Enhanced coagulation
Optimizing the coagulation process — higher coagulant doses, adjusted pH designed to maximize microplastic capture — can improve conventional filtration performance without major capital investment. An incremental improvement that does not require large capital expenditure but still falls short of membrane filtration performance for smaller particle fractions.
What NJ Clean Stream is asking for
A three-phase regulatory response
- Phase 1 — Mandatory monitoring: NJ DEP should require all community water systems serving more than 10,000 people to conduct annual microplastic monitoring of source water and finished drinking water, using standardized analytical protocols. Results reported to the NJ DEP and publicly disclosed in annual water quality reports. This characterizes the actual scope of NJ’s microplastic exposure and creates public accountability.
- Phase 2 — Treatment performance assessment: Based on monitoring results, utilities with above-median microplastic concentrations in finished water should conduct a treatment performance assessment — evaluating what treatment optimization options are available, what advanced treatment technologies could reduce microplastic levels, and what the costs and benefits would be.
- Phase 3 — Treatment improvement requirements: For utilities with significant microplastic concentrations and identified feasible improvements, the NJ DEP should establish treatment improvement schedules — phased over a reasonable period — requiring demonstrated microplastic reduction measures. Priority for utilities serving the most vulnerable populations and those with the highest source water concentrations.
- Parallel track — source control: Washing machine fiber filter requirements, bottle bill expansion, tire rubber stormwater management, agricultural plastic reduction programs, and advanced tertiary treatment at major wastewater treatment plants. Source control and treatment optimization are complementary; neither alone is sufficient.

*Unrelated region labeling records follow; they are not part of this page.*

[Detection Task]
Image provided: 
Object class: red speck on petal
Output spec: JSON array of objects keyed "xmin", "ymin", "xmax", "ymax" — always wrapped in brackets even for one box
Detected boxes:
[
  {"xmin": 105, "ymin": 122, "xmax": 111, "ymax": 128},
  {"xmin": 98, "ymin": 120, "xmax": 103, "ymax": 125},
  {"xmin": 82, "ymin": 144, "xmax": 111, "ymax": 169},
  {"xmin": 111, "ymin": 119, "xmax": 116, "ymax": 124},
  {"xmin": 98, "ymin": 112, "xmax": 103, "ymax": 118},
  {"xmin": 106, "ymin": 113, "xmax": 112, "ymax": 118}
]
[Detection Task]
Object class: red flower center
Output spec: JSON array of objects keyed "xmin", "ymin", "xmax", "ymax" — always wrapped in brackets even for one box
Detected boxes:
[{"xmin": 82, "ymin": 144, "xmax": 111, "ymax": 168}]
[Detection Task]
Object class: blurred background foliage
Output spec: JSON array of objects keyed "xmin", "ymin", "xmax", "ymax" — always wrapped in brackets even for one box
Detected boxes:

What residents can do while regulation catches up
Use a reverse osmosis filter. A point-of-use RO system installed under the kitchen sink will effectively remove microplastics — including the nanoplastic fraction that conventional treatment does not remove well — from the water used for drinking and cooking. RO systems also remove PFAS, arsenic, nitrate, and other contaminants. Regular maintenance and membrane replacement are required.
Avoid single-use plastic water bottles. Bottled water has been found to contain higher microplastic concentrations than tap water in some studies, likely because the bottling, shipping, and handling process introduces plastic particles from the packaging.
Wash synthetic textiles less frequently and at lower temperatures. Lower-temperature washing and shorter wash cycles reduce fiber shedding. A washing machine fiber filter can capture a significant fraction of shed fibers.
Engage in advocacy. Contact your water utility and ask whether it has conducted microplastic monitoring. Contact the NJ DEP and ask when it will require utilities to monitor for microplastics. Contact your state legislators and ask whether they support mandatory microplastic monitoring requirements.
This is Article 3 of 3 in NJ Clean Stream’s Microplastics in NJ Drinking Water Series. Article 1 introduces microplastics, their health implications, and the regulatory gap. Article 2 examines the sources of NJ’s microplastics and which are most controllable.